According to the SAFE Center for Critical Minerals Strategy (SAFE), many mining companies around the world have a record of human rights abuses, fostered by weak or absent governance and lack of transparency. SAFE cites child and forced labor and population displacement as prevalent issues associated with mineral mining, particularly cobalt mining.
The Energy Resource Governance Initiative
The U.S. Department of State and the governments of Australia, Botswana, Canada, and Peru launched the Energy Resource Governance Initiative (ERGI) in 2019 to promote transparency and international coordination on responsible mining. Their ERGI Toolkit shares best practices for responsible mining across the critical mineral supply chain.
Twelve different international standards offer “best practices” for responsible mining. Developed by national governments, industries, and multi-stakeholder groups, these practices address issues including child labor and forced labor, water quality, mining waste and land reclamation, tribal engagement, and community engagement. These standards, however, are largely voluntary and lack reporting and enforcement mechanisms. The variety of these often-overlapping standards also sows confusion over which standard to sign on to, leading to inconsistencies in mining practices.
Secondary recovery, or secondary production, refers to the recuperation of critical minerals from the tailings of the initial extraction and processing of other materials, or from discarded end-use products. This alternative to mining avoids many harmful environmental and public health impacts, conserves limited raw mineral supplies, promotes a circular economy, provides a level of resilience against supply chain disruptions, and bolsters national security.
In recent years, increased research, development, and investment has led to new methods of extracting critical minerals. For example, researchers at Oregon State University found that the brine wastewater discharged by desalinization plants across the world contains 17,400 tons of lithium. Some universities (including Oregon State), private companies, and federal agencies are now developing methodologies and technologies for recovering this lithium.
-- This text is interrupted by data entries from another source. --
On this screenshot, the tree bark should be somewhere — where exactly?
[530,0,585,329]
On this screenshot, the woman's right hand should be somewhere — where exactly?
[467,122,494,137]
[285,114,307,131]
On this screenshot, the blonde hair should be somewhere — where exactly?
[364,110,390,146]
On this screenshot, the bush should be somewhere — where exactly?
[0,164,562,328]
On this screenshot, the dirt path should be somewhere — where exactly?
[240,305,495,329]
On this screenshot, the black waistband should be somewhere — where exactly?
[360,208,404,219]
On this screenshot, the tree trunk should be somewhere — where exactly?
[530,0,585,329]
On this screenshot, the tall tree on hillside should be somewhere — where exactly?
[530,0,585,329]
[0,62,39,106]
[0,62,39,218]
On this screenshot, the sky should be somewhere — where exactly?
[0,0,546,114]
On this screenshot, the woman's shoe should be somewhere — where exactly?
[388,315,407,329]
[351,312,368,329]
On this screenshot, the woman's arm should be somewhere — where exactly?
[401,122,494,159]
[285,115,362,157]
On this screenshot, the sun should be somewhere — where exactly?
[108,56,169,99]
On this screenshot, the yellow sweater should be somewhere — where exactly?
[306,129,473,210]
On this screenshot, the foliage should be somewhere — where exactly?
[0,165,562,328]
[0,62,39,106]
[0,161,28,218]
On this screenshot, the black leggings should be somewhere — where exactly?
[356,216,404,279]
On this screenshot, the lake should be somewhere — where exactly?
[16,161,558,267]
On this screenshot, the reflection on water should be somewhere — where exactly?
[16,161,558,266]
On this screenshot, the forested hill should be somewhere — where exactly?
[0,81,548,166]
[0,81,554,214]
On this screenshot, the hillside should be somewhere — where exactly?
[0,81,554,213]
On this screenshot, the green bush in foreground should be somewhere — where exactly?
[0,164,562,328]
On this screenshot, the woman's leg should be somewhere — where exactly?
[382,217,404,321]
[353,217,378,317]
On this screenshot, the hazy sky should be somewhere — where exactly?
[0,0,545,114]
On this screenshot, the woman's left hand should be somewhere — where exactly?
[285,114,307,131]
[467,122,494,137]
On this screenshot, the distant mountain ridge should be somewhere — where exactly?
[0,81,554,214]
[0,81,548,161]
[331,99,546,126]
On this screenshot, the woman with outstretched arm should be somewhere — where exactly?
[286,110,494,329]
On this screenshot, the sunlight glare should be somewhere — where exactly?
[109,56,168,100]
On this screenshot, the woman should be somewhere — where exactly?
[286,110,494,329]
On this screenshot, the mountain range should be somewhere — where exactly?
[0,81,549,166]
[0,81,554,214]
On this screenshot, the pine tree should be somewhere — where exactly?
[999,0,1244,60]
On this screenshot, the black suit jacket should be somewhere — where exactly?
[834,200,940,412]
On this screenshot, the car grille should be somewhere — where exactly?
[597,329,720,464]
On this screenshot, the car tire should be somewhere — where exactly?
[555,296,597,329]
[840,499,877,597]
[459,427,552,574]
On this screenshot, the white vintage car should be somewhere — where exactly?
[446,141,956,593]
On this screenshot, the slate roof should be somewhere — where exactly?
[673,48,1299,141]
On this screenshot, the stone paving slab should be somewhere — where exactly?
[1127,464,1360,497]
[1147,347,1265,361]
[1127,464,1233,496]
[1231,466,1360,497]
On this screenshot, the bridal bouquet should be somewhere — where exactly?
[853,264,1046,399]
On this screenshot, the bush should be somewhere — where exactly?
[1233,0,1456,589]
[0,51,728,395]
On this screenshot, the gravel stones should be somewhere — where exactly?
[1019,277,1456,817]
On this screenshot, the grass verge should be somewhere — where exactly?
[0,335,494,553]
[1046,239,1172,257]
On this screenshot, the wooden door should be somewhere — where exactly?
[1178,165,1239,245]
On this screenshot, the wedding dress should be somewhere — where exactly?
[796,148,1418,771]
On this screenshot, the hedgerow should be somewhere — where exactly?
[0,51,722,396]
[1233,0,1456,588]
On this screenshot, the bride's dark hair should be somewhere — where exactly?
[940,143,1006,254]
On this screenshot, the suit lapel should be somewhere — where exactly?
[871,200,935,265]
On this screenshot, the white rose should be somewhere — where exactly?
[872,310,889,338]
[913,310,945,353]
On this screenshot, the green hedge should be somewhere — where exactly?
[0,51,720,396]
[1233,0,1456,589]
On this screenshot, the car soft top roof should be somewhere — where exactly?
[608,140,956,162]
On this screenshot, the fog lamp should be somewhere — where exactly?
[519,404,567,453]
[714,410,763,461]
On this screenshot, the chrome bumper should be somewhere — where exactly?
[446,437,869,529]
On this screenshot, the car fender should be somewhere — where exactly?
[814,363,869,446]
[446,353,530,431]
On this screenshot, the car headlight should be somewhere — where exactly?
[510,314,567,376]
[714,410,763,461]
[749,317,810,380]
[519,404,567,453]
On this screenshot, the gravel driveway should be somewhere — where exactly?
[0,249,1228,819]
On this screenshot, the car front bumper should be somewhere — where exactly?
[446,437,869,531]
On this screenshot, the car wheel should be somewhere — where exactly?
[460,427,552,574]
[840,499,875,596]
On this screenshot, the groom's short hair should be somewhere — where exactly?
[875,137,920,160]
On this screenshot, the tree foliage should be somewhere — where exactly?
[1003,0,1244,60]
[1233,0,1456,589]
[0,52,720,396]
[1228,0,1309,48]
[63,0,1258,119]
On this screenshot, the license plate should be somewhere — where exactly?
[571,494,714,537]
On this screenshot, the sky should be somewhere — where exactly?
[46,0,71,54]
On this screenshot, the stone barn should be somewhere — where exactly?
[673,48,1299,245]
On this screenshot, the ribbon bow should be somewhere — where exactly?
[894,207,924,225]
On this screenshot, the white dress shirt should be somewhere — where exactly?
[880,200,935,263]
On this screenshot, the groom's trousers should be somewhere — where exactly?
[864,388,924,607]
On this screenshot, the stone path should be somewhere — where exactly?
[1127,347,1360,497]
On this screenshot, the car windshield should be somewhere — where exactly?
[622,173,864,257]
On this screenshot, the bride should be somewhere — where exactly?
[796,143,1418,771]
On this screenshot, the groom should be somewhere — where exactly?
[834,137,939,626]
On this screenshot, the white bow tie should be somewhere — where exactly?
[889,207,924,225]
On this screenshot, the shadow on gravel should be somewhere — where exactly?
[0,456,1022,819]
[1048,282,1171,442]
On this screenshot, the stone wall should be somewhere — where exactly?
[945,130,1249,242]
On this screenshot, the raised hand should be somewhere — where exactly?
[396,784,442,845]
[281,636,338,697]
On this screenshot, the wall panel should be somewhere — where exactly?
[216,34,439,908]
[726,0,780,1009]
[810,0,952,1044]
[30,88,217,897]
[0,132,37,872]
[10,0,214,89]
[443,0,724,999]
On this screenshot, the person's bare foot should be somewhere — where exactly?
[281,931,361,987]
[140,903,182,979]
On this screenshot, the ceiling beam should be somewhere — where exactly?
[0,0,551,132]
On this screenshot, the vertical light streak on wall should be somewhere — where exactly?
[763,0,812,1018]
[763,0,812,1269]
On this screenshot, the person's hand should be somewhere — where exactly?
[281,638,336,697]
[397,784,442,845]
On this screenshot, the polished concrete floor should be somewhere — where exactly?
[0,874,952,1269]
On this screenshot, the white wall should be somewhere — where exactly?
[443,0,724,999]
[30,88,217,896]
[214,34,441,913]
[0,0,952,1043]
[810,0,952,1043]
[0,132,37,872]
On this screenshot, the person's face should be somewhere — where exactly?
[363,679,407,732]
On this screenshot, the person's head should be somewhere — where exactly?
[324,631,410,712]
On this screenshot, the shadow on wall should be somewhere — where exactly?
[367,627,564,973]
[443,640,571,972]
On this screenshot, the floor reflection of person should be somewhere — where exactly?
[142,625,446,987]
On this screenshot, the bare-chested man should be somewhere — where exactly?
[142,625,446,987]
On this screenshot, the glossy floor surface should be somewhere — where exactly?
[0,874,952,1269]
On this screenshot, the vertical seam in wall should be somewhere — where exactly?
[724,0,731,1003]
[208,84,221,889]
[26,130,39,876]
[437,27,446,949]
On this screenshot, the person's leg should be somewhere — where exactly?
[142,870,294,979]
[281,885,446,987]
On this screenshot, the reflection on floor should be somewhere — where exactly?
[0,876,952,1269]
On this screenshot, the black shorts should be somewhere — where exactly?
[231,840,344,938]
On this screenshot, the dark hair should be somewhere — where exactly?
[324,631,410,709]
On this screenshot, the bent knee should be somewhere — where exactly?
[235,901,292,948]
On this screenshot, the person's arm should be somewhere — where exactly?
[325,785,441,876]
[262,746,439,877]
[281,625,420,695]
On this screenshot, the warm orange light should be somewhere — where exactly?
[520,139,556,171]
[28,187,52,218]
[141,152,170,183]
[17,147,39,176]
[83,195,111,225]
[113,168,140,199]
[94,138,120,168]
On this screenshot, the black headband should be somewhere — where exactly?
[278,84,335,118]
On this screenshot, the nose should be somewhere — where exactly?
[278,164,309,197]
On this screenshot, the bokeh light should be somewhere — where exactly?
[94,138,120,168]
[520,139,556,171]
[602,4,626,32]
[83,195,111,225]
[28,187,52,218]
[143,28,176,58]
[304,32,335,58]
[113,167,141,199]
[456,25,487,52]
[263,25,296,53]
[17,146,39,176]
A 2024 study by the University of Texas found that U.S. stockpiles of coal ash, a waste product of burning coal, contain 11 million tons of rare earth elements, worth $8.4 billion. Several U.S. National Laboratories have also explored methods of critical mineral recovery from mine tailings and brine waste.
Barriers to widespread secondary recovery remain. For one, secondary recovery is more expensive than mining raw materials. Greater technical expertise and a new and larger workforce are also needed to support the scaling-up of emerging secondary recovery techniques. As this workforce grows, it will require policies and standards to protect workers who are handling hazardous materials, such as coal ash.
Limited Recycling Feedstock
Critical mineral recycling requires a sufficient feedstock of end-use products. This supply is hampered in the United States by inefficient, inconsistent, or absent collection systems at the federal, state, and local levels. Many viable end-use products remain in households indefinitely, or end up in a landfill. Other end-use products, like lithium-ion batteries for electric vehicles, are not expected to reach end-of-life in sufficient numbers until 2030, according to the International Energy Agency. And while valuable feedstock of products like old wind turbines and solar panels have been ready for recycling, the United States lacks viable recycling methods for these products.
Some critical minerals can, to varying degrees, be recycled for continuous reuse. The physical collection, separation, and reprocessing of scrap metal and discarded end-use materials can generate new supplies of critical minerals. The United States has recycling streams in place for at least 14 minerals, including those important in clean energy technologies such as aluminum, cobalt, gallium, magnesium, nickel, and platinum.
Domestic recycling systems for many other critical minerals are in their infancy. The lower cost of mining over recycling, gaps in research and development, limited supplies of source material (i.e., discarded products containing critical minerals), and difficulties in separating and stripping source material to extract minerals prevent recycling systems from becoming a significant and reliable source for critical minerals.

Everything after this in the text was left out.